Republicans only pretend to want public input on Arizona abortion law
One of the more disingenuous moments in the Arizona House’s vote Wednesday to repeal the 1864 abortion ban came as Speaker Ben Toma cast the last dissenting vote from the losing side.
There has not been enough time, Toma said, for public input.
The ultimate public input, of course, would have been for the Republican-controlled Legislature to refer to the November ballot a 15-week abortion ban, similar to what his Republican colleagues approved in 2022 and signed by then-Gov. Doug Ducey.
A less restrictive ban that the Arizona Supreme Court nullified earlier this month by upholding the 1864 law.

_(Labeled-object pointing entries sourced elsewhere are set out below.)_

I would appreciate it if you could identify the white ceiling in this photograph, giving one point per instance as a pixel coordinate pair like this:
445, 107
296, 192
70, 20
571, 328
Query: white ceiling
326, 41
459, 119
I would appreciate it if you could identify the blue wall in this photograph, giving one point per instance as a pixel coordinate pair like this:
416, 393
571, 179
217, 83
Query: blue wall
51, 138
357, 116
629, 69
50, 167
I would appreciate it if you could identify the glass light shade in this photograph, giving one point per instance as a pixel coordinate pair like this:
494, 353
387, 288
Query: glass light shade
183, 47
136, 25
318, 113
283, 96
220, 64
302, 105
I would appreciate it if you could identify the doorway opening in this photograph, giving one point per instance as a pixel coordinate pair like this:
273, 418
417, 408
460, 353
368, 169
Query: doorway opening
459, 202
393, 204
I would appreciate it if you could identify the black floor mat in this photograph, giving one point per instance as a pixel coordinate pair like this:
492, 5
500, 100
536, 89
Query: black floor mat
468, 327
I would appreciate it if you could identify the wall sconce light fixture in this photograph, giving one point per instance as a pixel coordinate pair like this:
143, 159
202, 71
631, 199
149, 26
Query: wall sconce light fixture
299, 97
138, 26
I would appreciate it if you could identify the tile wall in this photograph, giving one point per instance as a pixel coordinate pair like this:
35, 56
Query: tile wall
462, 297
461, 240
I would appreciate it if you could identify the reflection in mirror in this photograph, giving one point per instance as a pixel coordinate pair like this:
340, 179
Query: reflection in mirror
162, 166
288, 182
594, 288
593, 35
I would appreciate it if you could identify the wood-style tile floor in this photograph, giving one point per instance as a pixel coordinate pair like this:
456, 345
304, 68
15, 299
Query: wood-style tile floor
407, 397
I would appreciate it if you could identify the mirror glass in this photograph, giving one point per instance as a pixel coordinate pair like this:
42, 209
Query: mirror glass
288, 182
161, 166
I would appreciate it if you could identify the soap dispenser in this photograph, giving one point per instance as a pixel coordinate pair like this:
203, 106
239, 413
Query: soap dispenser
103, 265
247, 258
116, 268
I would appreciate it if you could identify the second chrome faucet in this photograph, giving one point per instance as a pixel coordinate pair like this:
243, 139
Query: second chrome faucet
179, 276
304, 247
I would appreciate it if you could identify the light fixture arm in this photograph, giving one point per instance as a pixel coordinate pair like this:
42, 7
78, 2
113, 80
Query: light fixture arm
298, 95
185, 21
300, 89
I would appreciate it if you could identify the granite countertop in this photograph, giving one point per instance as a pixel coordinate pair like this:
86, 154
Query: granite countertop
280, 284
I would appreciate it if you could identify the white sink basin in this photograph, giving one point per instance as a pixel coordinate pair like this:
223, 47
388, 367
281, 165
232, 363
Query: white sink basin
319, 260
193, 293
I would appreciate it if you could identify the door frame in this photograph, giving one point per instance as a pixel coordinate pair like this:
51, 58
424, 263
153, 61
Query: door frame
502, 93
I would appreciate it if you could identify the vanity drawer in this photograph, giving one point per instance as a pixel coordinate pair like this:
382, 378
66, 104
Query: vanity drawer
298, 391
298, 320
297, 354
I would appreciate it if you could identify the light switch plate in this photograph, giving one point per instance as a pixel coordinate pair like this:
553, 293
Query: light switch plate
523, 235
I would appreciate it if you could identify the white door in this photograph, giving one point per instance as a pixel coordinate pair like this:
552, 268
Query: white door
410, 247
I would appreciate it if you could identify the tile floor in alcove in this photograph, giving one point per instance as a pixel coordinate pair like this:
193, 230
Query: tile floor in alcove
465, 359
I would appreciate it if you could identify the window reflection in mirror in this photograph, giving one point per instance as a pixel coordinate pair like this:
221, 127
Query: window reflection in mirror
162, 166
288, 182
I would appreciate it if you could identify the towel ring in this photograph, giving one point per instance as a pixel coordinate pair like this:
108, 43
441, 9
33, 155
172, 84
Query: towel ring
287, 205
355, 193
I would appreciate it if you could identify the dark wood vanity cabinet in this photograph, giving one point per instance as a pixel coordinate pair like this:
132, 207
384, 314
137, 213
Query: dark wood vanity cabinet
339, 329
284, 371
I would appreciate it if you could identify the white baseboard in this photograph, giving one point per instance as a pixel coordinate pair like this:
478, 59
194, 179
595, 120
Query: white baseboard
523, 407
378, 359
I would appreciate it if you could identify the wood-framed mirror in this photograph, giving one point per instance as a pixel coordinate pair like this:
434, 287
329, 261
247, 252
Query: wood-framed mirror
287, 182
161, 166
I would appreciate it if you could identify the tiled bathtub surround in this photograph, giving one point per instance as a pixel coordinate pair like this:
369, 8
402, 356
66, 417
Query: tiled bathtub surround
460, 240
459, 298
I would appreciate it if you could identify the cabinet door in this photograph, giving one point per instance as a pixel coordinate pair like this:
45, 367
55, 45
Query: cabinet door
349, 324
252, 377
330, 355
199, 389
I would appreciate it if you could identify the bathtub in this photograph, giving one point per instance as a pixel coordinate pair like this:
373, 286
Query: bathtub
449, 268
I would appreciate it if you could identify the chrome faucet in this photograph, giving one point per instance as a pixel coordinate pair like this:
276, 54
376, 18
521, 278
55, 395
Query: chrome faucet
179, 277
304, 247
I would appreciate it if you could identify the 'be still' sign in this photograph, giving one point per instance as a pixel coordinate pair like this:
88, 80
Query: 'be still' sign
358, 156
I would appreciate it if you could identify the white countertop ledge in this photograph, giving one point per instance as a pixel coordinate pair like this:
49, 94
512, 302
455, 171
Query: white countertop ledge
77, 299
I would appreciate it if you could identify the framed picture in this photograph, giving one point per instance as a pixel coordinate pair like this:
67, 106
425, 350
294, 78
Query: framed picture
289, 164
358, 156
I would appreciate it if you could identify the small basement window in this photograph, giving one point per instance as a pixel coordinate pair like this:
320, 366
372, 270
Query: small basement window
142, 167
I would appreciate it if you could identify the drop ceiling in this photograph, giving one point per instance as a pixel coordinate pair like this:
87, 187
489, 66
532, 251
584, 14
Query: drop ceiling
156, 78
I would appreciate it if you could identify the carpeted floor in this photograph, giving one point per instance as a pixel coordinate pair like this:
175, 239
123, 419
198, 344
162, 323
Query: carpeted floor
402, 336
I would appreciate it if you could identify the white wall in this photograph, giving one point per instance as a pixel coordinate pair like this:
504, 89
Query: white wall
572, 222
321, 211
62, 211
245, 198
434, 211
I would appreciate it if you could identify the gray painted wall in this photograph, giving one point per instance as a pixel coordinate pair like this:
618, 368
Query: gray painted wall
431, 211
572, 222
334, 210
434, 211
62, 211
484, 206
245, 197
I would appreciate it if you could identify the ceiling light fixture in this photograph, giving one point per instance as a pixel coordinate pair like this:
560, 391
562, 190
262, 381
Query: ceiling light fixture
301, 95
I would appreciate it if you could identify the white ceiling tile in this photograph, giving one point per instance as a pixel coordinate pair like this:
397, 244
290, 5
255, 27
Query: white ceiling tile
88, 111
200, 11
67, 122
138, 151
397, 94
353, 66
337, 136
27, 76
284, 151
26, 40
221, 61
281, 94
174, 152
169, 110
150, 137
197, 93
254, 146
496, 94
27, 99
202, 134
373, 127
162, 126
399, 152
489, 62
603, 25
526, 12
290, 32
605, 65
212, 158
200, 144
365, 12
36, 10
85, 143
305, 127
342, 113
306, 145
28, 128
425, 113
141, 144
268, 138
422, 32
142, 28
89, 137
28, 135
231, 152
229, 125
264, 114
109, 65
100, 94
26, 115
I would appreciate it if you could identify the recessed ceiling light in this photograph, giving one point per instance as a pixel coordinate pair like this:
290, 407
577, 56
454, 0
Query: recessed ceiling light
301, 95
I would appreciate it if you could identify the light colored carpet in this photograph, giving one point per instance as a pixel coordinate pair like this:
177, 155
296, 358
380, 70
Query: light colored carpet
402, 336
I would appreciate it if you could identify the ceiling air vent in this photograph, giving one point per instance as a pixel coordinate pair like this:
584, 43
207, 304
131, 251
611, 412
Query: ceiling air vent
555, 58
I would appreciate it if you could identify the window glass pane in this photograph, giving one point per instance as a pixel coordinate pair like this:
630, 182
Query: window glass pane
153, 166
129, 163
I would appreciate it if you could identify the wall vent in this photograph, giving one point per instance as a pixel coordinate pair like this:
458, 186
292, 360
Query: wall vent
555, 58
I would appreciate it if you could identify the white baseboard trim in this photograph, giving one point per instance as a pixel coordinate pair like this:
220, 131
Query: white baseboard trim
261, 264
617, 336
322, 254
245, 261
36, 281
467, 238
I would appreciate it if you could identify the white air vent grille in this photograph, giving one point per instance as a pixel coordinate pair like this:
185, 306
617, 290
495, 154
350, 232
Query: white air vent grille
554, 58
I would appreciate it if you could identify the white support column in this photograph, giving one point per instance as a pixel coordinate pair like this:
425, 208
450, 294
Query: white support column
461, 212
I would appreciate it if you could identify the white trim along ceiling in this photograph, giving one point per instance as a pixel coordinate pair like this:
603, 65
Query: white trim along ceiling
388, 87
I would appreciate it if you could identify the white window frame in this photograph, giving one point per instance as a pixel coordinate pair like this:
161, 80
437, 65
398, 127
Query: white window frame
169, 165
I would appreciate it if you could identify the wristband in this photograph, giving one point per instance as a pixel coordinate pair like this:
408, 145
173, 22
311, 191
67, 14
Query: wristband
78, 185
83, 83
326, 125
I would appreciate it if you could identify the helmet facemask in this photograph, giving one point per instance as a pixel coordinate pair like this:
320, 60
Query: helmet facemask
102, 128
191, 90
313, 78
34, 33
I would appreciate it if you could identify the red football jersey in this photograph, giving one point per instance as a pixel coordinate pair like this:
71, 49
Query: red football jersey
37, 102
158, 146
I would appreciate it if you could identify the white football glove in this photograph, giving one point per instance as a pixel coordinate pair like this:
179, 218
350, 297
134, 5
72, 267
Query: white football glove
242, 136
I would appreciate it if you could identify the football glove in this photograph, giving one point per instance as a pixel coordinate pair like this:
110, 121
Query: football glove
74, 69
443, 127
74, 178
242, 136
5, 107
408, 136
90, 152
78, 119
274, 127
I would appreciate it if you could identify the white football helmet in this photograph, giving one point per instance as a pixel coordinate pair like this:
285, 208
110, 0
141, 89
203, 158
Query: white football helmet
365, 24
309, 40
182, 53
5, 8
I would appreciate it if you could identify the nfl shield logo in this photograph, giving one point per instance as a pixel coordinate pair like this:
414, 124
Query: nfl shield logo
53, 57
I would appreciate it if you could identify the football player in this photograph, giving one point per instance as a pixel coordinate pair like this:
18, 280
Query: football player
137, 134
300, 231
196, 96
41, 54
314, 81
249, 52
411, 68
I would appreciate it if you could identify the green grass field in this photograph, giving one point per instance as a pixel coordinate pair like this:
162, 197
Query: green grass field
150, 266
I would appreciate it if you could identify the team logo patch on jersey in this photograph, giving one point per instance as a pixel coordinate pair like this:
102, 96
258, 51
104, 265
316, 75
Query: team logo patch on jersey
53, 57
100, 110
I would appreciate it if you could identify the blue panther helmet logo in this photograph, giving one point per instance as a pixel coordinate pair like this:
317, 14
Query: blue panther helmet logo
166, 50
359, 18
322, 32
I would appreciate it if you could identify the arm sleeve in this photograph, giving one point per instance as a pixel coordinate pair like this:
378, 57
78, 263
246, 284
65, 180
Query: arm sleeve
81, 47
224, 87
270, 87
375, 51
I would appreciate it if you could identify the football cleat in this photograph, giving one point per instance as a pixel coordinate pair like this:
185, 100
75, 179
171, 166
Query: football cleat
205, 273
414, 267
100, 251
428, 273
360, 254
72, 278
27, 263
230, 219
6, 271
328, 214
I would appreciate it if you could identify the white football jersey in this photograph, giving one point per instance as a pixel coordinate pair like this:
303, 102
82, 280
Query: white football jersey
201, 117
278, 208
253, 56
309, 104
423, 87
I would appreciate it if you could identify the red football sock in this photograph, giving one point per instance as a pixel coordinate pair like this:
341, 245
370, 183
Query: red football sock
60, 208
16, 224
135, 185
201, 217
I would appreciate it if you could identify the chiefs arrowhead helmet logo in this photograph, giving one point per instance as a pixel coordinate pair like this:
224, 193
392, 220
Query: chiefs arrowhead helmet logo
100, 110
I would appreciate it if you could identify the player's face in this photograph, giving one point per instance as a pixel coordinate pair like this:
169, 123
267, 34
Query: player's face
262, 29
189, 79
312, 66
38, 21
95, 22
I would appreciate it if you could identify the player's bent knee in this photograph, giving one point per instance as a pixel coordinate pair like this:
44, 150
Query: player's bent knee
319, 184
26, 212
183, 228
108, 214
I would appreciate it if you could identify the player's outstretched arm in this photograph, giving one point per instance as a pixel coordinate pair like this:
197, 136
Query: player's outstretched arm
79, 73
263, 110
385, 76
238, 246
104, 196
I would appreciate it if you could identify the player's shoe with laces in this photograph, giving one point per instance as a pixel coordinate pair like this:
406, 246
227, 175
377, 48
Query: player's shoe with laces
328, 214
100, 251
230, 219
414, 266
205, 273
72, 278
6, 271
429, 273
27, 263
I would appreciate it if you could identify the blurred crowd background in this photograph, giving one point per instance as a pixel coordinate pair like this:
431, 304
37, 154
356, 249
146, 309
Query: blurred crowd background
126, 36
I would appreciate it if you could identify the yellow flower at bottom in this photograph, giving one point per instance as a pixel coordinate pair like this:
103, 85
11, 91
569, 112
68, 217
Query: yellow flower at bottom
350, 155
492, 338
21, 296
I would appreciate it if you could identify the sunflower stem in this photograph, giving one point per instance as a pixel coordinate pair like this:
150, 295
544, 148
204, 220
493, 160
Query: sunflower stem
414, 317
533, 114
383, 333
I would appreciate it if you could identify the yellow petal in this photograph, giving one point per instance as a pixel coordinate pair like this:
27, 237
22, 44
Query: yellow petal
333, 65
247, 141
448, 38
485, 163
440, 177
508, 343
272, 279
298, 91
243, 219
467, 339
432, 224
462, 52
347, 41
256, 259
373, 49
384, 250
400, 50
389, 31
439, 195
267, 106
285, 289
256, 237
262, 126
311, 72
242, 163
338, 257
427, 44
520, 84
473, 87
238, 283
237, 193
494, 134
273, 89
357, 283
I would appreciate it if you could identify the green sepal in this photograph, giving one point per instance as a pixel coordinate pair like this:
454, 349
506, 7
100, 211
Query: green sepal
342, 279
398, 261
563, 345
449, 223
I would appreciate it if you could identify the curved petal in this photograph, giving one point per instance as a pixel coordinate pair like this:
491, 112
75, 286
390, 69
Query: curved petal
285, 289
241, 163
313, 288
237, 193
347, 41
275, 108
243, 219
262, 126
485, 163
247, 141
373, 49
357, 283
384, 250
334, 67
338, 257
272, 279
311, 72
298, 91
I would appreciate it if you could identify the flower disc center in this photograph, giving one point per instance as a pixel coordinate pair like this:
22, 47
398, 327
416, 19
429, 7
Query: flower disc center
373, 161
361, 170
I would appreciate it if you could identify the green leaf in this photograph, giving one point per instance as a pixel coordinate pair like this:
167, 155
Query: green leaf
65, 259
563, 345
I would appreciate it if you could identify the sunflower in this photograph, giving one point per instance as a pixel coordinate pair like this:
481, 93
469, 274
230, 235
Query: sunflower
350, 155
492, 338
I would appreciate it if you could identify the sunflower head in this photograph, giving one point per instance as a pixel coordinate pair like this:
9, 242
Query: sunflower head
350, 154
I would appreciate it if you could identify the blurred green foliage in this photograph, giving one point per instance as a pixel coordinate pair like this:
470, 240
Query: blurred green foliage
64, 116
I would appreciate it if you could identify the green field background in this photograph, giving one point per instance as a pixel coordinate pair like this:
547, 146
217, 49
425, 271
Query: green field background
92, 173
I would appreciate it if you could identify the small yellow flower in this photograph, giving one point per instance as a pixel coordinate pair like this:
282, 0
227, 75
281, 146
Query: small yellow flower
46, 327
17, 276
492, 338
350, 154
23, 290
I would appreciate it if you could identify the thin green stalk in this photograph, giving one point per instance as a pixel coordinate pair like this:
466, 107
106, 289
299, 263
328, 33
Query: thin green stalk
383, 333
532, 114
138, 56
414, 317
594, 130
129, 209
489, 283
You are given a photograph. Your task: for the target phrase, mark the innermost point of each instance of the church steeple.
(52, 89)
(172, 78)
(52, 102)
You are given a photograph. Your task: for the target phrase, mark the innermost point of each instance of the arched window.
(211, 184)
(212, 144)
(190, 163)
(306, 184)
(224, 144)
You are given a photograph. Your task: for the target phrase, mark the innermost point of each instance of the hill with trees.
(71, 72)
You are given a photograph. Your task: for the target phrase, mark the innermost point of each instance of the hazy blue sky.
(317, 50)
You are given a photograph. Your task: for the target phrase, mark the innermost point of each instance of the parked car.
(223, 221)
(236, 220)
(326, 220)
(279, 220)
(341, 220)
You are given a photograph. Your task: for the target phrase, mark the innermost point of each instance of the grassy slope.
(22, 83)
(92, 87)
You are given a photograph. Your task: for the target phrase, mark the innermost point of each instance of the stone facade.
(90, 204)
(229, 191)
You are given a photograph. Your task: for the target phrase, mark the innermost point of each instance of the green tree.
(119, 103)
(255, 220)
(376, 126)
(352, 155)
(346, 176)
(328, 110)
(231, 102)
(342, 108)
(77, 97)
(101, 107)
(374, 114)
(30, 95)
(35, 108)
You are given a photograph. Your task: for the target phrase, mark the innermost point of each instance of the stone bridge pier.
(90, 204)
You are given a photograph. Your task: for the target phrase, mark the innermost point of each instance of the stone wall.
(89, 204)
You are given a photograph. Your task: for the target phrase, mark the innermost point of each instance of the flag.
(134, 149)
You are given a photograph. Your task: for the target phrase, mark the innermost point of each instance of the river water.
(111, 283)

But that’s not what Toma meant.
Voters should have a final say on abortion
That was laid bare by other Republican lawmakers who spoke right before Toma, citing biblical passages and the GOP platform in voting against a repeal of the 1864 law that criminalizes all abortions except for instances when the mother’s life is endangered.
They railed against surgical abortions of crushing skulls and dismembering fetuses and of abortion providers targeting women of color, notably Black women, for their services.
It suggests there is no way the GOP-led statehouse would give voters a 15-week choice. (Democrats are just as unlikely to support referring an initiative that would compete with the progressive Arizona for Abortion Access initiative they favor.)
Why is that important?
For one thing, a legislative-referred initiative for a 15-week ban, with exceptions for rape and incest, would provide Arizonans a true option on abortion rights.
Various polls indicate a sizable number of Americans, including Arizonans, oppose abortion without restrictions, which the Arizona for Abortion Access Act represents.
For another, the Voter Protection Act would prevent lawmakers — on either side — from tinkering with the intent of a voter-approved measure. Essentially, it assures voters have the final say.
Why Republicans are being disingenuous
Based on comments from conservative House members such as Toma, Barbara Parker and David Marshall, even a repeal of the 1864 law that would resurrect a 15-week ban is no guarantee a GOP-controlled Legislature wouldn’t seek greater restrictions.
Especially given the overturning of Roe v. Wade and the elimination of constitutional protection permitting abortions up to viability.
Thus, a repeal of the 1864 law is meaningful only until the Nov. 5 election.
As my colleague Laurie Roberts has noted, a number of the conservative lawmakers may truly be acting on personal conviction and not on politics alone.
But therein lies their disingenuous position.
Repeal helps the GOP: But they'd rather retaliate
Abortion is deeply personal, be it faith or value-based, and naturally divisive. (Some faiths, for instance, view birth as the beginning of life, not conception.)
They can’t and don’t speak for all constituents. Certainly not for the overwhelming majority that opposes a near-blanket ban.
Which practically ends a practice that Americans have had access to the better part of the last five decades.
A public vote is what abortion access — and restrictions — merits.
Alas, Arizonans don’t appear to have much of a choice come November.